A microphone array, which is composed of a number of acoustic sensors, is a system for sampling and processing the spatial characteristics of a sound field. In complex acoustic environments, noise always comes from all directions and often overlaps with speech signals in time and frequency spectrum, plus the effects of echo and reverberation, it is very difficult to capture relatively pure speech with a single microphone. The microphone array fuses the space-time information of the voice signals, and can simultaneously extract sound sources and inhibit noise.
Convolutional neural networks (CNN, convolutional Neural Network) are one of the deep learning algorithms established in recent years, which have good classification performance for large image processing.

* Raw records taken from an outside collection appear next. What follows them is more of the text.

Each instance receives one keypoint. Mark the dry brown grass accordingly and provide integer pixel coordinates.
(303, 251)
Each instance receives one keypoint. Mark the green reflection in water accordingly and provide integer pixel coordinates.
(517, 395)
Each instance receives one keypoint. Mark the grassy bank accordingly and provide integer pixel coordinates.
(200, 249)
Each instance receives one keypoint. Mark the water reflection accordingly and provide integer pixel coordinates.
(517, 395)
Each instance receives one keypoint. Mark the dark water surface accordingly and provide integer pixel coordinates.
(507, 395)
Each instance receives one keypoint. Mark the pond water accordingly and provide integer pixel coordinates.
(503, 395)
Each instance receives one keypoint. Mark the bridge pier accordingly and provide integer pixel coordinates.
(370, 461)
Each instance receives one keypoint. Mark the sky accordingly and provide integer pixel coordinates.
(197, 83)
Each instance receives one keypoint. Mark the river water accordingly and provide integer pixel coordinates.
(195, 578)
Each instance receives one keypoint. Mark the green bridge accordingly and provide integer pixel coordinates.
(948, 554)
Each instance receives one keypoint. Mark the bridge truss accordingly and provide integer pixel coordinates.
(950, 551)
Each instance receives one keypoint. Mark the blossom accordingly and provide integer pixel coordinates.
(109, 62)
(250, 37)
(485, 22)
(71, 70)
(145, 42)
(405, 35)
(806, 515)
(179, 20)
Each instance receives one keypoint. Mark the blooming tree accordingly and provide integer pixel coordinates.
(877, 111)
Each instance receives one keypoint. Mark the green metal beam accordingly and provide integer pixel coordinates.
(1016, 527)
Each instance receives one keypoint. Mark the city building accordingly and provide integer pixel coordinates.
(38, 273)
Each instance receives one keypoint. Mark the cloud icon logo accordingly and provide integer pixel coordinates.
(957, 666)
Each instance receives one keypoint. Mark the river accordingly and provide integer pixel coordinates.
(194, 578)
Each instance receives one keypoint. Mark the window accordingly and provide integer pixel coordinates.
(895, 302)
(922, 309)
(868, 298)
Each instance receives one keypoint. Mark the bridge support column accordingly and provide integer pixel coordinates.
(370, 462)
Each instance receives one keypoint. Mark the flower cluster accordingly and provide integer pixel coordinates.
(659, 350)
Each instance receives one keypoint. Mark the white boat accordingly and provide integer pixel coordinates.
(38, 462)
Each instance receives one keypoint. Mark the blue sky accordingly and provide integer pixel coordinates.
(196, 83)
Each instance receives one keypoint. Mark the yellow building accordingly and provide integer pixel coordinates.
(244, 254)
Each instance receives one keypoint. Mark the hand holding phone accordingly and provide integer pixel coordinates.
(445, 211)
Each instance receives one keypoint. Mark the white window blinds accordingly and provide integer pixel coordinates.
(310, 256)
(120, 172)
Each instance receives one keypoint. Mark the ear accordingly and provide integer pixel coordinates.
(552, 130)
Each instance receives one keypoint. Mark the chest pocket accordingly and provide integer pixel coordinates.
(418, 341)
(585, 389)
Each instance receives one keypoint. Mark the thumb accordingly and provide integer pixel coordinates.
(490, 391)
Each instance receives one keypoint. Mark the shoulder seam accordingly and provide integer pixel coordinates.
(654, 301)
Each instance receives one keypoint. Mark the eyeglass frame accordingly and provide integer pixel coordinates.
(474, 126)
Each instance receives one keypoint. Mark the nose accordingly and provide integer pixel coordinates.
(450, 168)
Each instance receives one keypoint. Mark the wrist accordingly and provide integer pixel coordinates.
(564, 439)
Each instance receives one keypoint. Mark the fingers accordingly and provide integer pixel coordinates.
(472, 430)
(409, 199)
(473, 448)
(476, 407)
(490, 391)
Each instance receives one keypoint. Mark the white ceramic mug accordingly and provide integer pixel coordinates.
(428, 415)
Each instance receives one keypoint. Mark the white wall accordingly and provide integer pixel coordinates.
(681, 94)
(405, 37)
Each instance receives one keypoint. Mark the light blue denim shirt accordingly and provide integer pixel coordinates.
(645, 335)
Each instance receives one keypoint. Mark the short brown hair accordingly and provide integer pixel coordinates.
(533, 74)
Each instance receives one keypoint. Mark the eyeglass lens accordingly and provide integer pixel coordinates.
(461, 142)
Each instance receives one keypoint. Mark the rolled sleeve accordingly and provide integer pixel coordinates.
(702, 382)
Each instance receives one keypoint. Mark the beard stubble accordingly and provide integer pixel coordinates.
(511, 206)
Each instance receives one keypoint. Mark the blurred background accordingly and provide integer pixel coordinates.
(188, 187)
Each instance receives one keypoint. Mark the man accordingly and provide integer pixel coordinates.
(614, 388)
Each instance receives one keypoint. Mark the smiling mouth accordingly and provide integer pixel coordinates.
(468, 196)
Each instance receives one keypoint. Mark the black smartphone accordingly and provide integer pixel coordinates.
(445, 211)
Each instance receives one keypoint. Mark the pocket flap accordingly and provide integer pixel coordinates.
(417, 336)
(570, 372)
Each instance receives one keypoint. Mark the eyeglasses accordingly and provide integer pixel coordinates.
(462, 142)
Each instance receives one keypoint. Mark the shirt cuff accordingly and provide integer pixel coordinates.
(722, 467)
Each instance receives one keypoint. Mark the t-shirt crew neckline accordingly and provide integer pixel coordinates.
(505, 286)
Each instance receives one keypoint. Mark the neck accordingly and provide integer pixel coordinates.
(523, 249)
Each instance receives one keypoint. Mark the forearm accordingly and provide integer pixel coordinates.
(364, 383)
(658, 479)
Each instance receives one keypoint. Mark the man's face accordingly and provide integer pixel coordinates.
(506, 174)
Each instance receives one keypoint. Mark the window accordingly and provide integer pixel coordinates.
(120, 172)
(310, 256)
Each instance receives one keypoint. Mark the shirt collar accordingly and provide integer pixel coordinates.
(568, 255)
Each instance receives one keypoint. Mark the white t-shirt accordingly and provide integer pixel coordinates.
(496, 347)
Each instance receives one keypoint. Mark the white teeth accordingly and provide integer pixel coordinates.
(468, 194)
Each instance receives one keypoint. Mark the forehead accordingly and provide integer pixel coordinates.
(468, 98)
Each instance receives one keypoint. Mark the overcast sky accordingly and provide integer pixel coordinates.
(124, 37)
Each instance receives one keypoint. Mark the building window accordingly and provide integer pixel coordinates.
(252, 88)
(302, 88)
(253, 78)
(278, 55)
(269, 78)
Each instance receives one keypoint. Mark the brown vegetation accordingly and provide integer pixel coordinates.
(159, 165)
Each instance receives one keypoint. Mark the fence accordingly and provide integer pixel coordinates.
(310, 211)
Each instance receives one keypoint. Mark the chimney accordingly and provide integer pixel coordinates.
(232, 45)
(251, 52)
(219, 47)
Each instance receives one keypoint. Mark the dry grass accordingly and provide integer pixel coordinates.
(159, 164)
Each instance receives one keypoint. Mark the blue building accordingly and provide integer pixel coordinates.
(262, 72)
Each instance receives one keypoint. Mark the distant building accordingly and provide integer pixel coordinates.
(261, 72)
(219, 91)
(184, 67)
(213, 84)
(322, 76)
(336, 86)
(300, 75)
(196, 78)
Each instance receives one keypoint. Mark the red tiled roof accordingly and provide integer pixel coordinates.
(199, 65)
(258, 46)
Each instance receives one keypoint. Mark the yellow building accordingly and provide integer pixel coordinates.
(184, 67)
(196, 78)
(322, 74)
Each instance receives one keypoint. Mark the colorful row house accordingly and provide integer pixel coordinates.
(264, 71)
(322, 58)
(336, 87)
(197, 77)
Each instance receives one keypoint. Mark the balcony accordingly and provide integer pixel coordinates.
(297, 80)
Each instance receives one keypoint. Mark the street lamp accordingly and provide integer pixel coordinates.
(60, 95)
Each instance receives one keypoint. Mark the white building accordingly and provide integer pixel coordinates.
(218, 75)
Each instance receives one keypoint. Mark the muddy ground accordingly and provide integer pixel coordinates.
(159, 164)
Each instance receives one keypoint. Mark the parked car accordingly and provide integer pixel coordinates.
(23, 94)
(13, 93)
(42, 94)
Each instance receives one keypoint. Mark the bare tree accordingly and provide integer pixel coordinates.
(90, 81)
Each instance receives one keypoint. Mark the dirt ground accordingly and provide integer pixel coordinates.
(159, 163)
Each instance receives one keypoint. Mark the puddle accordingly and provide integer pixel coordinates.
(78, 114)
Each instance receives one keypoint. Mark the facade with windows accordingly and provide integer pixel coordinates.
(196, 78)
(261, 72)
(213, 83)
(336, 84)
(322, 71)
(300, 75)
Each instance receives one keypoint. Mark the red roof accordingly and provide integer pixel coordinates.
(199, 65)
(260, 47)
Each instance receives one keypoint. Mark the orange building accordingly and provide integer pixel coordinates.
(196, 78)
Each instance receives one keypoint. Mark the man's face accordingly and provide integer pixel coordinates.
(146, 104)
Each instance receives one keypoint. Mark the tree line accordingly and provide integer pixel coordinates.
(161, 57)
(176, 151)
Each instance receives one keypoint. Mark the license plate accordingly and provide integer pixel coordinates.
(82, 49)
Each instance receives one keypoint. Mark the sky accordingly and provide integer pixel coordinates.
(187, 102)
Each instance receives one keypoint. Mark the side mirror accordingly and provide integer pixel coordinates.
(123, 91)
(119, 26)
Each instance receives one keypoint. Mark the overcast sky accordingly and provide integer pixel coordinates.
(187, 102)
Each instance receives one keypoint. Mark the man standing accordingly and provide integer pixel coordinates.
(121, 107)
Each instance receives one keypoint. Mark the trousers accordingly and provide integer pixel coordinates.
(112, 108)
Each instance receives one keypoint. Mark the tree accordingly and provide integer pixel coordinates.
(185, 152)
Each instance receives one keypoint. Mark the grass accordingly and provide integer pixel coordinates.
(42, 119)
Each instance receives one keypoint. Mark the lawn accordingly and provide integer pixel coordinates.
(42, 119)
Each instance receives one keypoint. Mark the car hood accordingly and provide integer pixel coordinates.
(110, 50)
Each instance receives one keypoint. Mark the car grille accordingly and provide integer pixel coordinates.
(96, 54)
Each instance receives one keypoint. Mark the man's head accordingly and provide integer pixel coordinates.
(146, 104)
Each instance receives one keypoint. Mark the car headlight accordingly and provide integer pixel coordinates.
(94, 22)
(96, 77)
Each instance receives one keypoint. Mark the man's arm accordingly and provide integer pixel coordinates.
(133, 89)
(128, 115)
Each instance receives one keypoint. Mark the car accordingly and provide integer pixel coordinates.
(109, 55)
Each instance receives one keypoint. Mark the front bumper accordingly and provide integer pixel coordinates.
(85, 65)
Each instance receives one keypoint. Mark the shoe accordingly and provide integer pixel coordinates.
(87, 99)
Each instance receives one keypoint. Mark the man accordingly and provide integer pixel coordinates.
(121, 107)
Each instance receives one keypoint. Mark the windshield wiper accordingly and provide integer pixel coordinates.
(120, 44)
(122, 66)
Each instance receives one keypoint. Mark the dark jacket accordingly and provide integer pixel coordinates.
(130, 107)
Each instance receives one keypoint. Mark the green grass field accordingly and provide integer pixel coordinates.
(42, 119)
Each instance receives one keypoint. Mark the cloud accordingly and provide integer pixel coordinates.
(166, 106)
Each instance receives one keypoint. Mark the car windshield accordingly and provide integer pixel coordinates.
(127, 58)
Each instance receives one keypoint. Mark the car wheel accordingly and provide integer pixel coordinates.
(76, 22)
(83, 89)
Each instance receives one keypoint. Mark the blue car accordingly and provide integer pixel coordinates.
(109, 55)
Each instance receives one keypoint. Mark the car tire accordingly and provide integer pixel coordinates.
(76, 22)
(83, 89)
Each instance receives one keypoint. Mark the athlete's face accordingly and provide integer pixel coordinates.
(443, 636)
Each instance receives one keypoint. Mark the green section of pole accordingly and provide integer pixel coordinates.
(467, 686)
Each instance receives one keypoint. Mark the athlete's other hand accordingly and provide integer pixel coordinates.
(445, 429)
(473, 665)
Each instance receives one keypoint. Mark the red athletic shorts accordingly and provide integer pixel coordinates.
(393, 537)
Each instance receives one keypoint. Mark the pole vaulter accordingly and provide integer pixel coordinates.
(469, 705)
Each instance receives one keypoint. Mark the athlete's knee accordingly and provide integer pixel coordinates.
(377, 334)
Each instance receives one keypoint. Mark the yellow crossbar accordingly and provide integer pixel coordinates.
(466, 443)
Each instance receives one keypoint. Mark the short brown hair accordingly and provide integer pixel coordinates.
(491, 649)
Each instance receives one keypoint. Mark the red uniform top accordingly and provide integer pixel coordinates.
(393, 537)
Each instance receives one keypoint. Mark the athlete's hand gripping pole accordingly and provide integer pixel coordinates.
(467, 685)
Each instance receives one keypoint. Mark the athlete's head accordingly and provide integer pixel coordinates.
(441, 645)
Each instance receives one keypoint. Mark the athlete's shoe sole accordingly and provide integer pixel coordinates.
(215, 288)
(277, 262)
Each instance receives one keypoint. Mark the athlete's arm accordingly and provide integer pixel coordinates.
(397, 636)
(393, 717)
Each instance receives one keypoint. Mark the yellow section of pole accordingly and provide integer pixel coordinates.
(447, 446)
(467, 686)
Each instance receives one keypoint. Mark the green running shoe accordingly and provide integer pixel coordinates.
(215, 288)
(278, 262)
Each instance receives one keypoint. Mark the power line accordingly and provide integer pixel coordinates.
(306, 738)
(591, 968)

The biggest advantage of generating the countermeasure network (GAN, generative Adversarial Networks) is that the experimental problem of insufficient sample data is solved, a proper network model is constructed to generate a false and spurious sample, diagnosis and prediction of medical diseases can be effectively facilitated, and more important diagnosis basis is provided for medical research.
The advantage that the microphone array can clearly adopt sound signals is combined with the advantages of two deep learning methods of GAN and CNN, so that the accuracy of identifying depression is improved.
Disclosure of Invention
The invention aims to provide a depression detection method based on a microphone array, which improves the accuracy of depression identification.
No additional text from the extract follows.